Classes de medicamentos

Classes farmacológicas empregadas no manejo de sintomas incluem antipsicóticos para controle de delírios e alucinações e sedativos de suporte quando há agitação severa; em casos de abstinência, podem ser utilizados agentes que modulam os sintomas de retirada sob supervisão médica. A escolha da classe depende da apresentação clínica, comorbidades e interação com sedativos/hipnóticos presentes.

Quando procurar ajuda

Procure ajuda imediata se houver alucinações, delírios intensos, desorientação marcada, comportamento agressivo ou risco de lesão a si ou a terceiros. Também é urgente buscar avaliação médica se houver sinais de intoxicação severa (dep ressão respiratória, inconsciência) ou sintomas de abstinência com agitação incontrolável. Em outras situações de piora progressiva da percepção da realidade ou incapacidade para cuidar de si, a avaliação médica rápida é indicada.

Uso em atestado

Ao emitir atestado, descreva de forma objetiva os sinais e sintomas observados, período de início e relação temporal com uso de sedativos/hipnóticos, e necessidade prevista de cuidados ou afastamento enquanto houver risco clínico. Justifique a correlação com a substância quando possível (registro de prescrição, relato de acompanhante ou exames toxicológicos). Atestados para perícia devem incluir dados clínicos que sustentem o diagnóstico por substância.

Perguntas frequentes sobre F13.5

O que exatamente significa ter o código CID F13.5?
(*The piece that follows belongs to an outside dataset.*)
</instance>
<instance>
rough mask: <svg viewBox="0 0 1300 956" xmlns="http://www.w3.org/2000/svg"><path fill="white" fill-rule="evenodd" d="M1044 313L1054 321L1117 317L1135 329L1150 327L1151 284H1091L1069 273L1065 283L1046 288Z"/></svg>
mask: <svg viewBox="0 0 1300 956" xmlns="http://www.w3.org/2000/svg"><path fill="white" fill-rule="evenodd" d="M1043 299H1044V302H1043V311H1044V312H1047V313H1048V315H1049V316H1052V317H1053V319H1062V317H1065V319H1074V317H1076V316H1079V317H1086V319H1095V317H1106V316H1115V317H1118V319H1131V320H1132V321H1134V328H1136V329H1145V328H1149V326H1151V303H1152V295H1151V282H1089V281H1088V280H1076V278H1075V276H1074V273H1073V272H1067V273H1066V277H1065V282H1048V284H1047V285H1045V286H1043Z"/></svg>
Significa que houve manifestação de sintomas psicóticos (delírios ou alucinações) que os profissionais consideraram atribuíveis ao uso, intoxicação ou retirada de sedativos/hipnóticos, com vínculo temporal documentado.
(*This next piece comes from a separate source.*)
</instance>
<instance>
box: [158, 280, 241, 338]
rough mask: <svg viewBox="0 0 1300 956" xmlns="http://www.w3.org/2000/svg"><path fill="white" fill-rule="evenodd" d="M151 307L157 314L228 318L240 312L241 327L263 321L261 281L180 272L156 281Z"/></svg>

Esse quadro é contagioso para a família?

Não. Transtornos psicóticos por substância não se transmitem entre pessoas; porém, ambiente tenso ou uso compartilhado de substâncias entre conviventes pode agravar o problema.

Que exames são normalmente solicitados após esse diagnóstico?
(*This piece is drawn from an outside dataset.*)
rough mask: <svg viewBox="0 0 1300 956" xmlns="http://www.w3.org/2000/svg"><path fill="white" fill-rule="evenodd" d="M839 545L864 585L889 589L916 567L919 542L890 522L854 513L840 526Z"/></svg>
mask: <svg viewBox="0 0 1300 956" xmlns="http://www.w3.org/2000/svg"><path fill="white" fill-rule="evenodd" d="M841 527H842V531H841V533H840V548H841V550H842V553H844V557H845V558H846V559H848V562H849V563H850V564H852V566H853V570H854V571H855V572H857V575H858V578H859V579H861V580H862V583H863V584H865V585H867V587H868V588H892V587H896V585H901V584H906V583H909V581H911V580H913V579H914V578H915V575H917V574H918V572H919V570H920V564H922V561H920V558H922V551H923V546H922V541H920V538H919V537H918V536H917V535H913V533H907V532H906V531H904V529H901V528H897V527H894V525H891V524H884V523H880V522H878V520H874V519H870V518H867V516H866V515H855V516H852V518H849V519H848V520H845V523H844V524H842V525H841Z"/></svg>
Podem ser solicitados exames toxicológicos para identificar a presença de sedativos/hipnóticos, exames laboratoriais básicos para excluir causas médicas e, se indicado, imagem cerebral para afastar lesões estruturais.

O paciente poderá voltar ao trabalho logo?

A capacidade de retornar ao trabalho depende da gravidade dos sintomas, do risco à segurança e da resposta ao tratamento; isso é avaliado clinicamente e documentado em atestados.

Qual a diferença entre F13.5 e F13.4 na prática clínica?

F13.4 refere-se à síndrome de abstinência sem predomínio de psicose; F13.5 é usado quando há delírios ou alucinações atribuíveis à substância.

Leve estas perguntas

O que perguntar ao seu médico (5)
  • Há histórico documentado de uso ou prescrição de sedativos/hipnóticos e qual a dose/tempo aproximado de exposição?
  • Quando os sintomas psicóticos começaram em relação ao uso, suspensão ou redução da medicação?
  • Existem sinais de intoxicação aguda ou de abstinência que sustentem etiologia por substância?
  • Há evidência clínica ou laboratorial de uso concomitante de outras drogas que possam explicar a psicose?
  • Os sintomas persistem além do período esperado para eliminação da substância, sugerindo transtorno psicótico primário?
O que perguntar ao seu advogado (4)
  • A documentação clínica descreve vínculo temporal e causal entre o uso de sedativos/hipnóticos e os sintomas psicóticos necessários para perícia?
  • Quais são os critérios aceitos por perícia para caracterizar incapacidade temporária neste quadro específico?
  • Como a presença de uso prescrito versus uso não prescrito influencia direitos trabalhistas e previdenciários?
  • Qual prova documental (relatórios, exames toxicológicos) é mais decisiva em processos sobre afastamento por este diagnóstico?
O que perguntar ao seu plano de saúde (3)
  • Este diagnóstico exige envio de laudo clínico detalhado para autorização de internação ou procedimentos associados?
  • Que critérios a operadora costuma considerar para autorizar tratamento hospitalar relacionado a transtorno psicótico por substância?
  • Há necessidade de relatório psiquiátrico e registro de toxicologia para análise de cobertura por complicações associadas?

Estas perguntas são um ponto de partida para a conversa. Este site não responde por elas nem substitui avaliação profissional.